| Title: | Longitudinal Integration Site Analysis Toolkit |
|---|---|
| Description: | A comprehensive toolkit for the analysis of longitudinal integration site data, including data cleaning, quality control, statistical modeling, and visualization. It streamlines the entire workflow of integration site analysis, supports simple input formats, and provides user-friendly functions for researchers in virus integration site analysis. Ni et al. (2025) <doi:10.64898/2025.12.20.695672>. |
| Authors: | Shuai Ni [aut, cre] |
| Maintainer: | Shuai Ni <[email protected]> |
| License: | MIT + file LICENSE |
| Version: | 0.1.2 |
| Built: | 2026-05-26 06:39:16 UTC |
| Source: | https://github.com/cran/lisat |
Plot chromosome distribution of integration sites (IS)

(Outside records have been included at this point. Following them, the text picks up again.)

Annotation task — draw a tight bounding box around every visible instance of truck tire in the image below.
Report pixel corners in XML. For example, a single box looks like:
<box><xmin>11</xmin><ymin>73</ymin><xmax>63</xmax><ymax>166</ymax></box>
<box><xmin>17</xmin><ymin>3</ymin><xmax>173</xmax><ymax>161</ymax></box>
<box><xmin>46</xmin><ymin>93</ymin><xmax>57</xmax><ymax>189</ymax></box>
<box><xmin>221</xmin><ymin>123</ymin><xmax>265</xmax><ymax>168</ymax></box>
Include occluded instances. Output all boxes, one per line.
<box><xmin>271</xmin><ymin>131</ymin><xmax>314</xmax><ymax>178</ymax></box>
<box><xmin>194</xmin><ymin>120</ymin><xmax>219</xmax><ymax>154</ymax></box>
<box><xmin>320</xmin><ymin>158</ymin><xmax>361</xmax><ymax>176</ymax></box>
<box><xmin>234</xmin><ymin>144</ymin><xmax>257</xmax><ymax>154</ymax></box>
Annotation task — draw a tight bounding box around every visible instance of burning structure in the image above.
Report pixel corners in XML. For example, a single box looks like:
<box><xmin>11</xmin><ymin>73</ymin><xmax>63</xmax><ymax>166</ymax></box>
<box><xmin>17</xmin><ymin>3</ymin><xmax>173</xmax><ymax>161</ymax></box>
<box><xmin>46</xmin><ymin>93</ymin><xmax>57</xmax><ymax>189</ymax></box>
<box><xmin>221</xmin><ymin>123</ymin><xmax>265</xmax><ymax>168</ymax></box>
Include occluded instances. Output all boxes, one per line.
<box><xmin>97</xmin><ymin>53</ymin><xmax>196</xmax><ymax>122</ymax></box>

chr_distribution(IS_raw, ref_version = "random")chr_distribution(IS_raw, ref_version = "random")
IS_raw |
Data frame containing raw integration site data (must have Chr column) |
ref_version |
Reference version for simulation (options: 'random' or 'LV', default = 'random') |
ggplot object of chromosome distribution (percentage of IS per chromosome)
Visualize and analyze network of common integration sites (CIS)
CIS(IS_raw, connect_distance = 50000)CIS(IS_raw, connect_distance = 50000)
IS_raw |
Data frame containing integration site data (must have Locus, Chr, nearest_gene_name columns) |
connect_distance |
Numeric threshold for connecting IS (default = 50000 bp) |
Data frame with top 10 CIS network metrics (Chr, Locus, Gene, Total_dots, etc.)
Generate colored GT table for CIS overlap across samples/timepoints
CIS_overlap(CIS_data, IS_raw, Timelevels = NULL)CIS_overlap(CIS_data, IS_raw, Timelevels = NULL)
CIS_data |
Data frame of CIS metrics (must have Chr and Locus columns) |
IS_raw |
Data frame of raw integration site data (must have Sample, Chr, Locus columns) |
Timelevels |
Optional vector of sample/timepoint levels for ordered display (default = NULL) |
gt table object with colored CIS overlap status (TRUE/FALSE)
Calculate regional distribution percentages of integration sites (IS)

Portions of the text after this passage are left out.